Notre Dame des Landes : état des lieux par les agriculteurs de la zone

Durée de lecture : 6 minutes

11 janvier 2013 / Marcel Thebault

Combien de terres encore libres sur la zone, combien d’exploitations en activité, où en sont les paysans ? Voici les réponses.


Depuis 1974, c’est le choix de nos politiques, faire le vide. Avec un droit de préemption, le conseil général a progressivement acheté les terres, ce qui lui a permis de transférer 870 hectares (ha) à AGO-Vinci. Ils espéraient un abandon des terres au fil du temps. Nous nous sommes battus pour chaque installation et les exploitations ont été maintenues. Nous avons tenu bon et il y a chez nous moins de friches qu’en moyenne dans le département.

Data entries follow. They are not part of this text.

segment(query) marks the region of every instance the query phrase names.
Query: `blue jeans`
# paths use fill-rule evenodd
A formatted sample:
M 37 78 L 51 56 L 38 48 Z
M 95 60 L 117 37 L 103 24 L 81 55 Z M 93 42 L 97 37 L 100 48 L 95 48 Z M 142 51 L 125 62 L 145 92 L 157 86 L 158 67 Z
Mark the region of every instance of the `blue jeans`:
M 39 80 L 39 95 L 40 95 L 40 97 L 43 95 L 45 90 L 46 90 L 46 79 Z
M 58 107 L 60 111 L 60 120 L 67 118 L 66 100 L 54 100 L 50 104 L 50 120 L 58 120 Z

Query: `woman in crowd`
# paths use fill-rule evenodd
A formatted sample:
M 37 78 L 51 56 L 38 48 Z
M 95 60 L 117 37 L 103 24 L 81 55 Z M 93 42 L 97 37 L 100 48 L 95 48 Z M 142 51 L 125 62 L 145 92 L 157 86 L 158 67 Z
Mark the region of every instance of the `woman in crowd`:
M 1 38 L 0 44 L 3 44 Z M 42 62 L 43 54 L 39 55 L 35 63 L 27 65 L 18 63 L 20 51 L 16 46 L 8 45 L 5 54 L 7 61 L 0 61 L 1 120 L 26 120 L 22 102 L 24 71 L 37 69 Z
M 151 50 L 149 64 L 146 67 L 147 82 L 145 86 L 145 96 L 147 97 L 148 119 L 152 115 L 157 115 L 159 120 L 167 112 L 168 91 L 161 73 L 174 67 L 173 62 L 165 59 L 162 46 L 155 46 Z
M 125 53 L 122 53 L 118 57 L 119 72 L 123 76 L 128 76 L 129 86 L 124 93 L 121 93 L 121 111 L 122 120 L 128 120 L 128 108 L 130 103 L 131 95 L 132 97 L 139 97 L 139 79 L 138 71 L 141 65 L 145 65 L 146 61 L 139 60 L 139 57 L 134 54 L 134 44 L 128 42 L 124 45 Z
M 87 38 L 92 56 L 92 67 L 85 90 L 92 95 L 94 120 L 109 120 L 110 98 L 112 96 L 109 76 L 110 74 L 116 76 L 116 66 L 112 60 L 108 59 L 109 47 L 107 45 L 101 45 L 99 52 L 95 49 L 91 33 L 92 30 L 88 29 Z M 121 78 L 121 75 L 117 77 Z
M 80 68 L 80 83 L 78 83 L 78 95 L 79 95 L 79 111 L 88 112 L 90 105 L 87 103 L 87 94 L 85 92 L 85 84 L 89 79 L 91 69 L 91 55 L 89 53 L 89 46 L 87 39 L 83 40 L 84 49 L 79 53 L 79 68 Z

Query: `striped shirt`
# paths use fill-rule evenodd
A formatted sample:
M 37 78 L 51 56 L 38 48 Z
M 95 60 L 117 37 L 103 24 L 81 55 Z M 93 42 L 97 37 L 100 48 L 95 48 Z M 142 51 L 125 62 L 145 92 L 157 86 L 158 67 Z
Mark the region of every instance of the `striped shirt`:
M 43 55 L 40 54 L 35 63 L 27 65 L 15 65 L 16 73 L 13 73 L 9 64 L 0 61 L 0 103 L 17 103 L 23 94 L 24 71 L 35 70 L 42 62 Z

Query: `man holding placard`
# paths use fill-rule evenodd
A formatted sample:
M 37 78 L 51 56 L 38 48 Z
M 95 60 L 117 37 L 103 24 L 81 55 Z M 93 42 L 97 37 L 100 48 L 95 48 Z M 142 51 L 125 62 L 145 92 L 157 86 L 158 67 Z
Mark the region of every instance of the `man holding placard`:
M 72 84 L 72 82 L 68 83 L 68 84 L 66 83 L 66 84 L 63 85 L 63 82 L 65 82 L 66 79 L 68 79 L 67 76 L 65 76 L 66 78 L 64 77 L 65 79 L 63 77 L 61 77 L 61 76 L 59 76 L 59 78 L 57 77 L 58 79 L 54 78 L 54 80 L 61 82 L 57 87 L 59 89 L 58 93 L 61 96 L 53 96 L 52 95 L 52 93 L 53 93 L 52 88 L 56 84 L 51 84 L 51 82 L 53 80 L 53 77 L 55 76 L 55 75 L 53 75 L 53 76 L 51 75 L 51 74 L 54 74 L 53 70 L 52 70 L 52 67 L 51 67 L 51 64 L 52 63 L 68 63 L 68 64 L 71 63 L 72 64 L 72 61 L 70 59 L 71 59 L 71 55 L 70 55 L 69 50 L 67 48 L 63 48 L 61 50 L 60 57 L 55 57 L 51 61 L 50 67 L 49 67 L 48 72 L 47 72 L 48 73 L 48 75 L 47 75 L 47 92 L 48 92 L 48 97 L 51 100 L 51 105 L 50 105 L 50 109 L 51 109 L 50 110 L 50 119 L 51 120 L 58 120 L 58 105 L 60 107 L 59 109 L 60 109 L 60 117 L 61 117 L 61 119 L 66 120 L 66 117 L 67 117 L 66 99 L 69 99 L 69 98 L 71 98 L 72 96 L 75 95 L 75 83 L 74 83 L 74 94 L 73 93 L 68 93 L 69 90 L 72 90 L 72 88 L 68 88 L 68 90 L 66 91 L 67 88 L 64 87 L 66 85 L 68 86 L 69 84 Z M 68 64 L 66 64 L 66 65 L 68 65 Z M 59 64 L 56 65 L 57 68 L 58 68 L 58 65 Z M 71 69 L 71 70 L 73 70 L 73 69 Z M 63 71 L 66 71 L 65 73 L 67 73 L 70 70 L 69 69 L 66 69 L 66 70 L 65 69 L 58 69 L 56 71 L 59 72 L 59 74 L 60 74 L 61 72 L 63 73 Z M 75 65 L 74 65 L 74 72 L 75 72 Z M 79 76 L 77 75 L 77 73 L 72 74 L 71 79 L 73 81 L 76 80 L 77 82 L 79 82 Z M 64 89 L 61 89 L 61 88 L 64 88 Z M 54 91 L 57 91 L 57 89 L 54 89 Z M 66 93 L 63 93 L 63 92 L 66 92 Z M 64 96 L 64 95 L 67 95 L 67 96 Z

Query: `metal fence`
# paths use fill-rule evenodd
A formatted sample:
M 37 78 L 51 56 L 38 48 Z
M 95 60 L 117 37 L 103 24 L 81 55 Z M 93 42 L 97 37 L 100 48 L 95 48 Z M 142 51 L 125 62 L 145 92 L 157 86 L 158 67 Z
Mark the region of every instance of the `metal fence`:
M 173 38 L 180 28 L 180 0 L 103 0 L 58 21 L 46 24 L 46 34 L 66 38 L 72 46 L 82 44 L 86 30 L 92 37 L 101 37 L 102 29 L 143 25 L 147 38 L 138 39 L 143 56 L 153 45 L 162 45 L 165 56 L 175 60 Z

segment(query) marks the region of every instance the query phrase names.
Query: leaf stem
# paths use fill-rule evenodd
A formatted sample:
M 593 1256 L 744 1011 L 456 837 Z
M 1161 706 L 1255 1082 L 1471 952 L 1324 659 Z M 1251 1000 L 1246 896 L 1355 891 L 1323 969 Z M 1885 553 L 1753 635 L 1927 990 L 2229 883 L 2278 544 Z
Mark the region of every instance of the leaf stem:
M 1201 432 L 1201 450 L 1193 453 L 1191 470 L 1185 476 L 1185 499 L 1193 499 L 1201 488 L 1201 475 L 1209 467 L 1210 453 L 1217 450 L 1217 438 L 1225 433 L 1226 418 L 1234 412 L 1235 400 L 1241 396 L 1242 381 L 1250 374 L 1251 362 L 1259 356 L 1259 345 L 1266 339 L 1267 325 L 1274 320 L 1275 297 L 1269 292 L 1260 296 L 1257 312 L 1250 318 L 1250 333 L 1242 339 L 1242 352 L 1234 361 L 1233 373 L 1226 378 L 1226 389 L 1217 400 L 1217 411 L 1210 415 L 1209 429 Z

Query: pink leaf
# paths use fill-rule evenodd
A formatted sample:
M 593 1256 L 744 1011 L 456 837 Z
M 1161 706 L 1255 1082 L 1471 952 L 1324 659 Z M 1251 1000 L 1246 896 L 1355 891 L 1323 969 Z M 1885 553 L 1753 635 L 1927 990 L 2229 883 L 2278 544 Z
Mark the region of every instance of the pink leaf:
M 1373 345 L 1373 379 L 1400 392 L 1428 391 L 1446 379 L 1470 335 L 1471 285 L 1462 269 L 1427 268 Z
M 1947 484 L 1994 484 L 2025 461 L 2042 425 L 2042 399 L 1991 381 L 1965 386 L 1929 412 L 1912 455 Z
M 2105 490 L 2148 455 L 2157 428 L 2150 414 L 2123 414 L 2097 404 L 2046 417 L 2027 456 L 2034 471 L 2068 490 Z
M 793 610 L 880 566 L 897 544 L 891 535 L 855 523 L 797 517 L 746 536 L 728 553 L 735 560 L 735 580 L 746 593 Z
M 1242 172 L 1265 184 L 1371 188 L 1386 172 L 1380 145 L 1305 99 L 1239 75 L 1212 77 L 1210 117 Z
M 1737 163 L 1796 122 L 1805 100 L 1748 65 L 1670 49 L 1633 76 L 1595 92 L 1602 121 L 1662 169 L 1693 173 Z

Quelques chiffres pour décrire ce projet

Une emprise directe de 1.650 ha.
Une emprise indirecte forte pour les surfaces de compensation, coefficient proche de 2 si on applique la loi sur l’eau. Donc environ 3.000 ha à mettre sous contrat environnemental et qui deviendraient peu productifs du point de vue agricole.
Une surface prévue en béton de 750 ha : 539 ha dans un premier temps pour la plateforme à 4.5 millions de passagers + 239 ha pour passer à 9 millions de passagers, auxquels s’ajoutent 186 ha pour le barreau routier, soit un total à terme de 962 ha (source Commission d’enquête loi sur l’eau).

A l’état des lieux en 2003, il y avait 47 exploitations impactées de façon plus ou moins importante.
15 exploitations n’étaient plus viables soit par emprise très importante sur la surface, soit par le siège détruit.

Je voudrais rappeler que toutes les organisations syndicales agricoles se sont prononcées contre ce projet, que toutes sont scandalisées par la consommation de terres agricoles.
Par contre, pour les mobilisations pour Notre Dame, toutes ne sont pas là.
Par contre, aussi, depuis 2012, les tracteurs se comptent par centaines (220 à 400) à chaque manifestation.

En 2011, AGO-Vinci, détenteur de la concession, a cherché à faire des accords amiables.
Depuis 2003, certains étaient partis à la retraite ou en étaient proches, d’autres ont eu des soucis de santé et certains ont choisi de prendre acte du projet.

Mais 11 exploitations n’ont pas signé d’accord amiable (source AGO), soit 19 personnes.
Avec l’émission par le juge en février 2012 de l’ordonnance d’expropriation, toutes nos terres, nos maisons, nos bâtiments sont destinés à être achetés par AGO-Vinci, qu’on le veuille ou non. Le seul débat est : quel montant pour le chèque ?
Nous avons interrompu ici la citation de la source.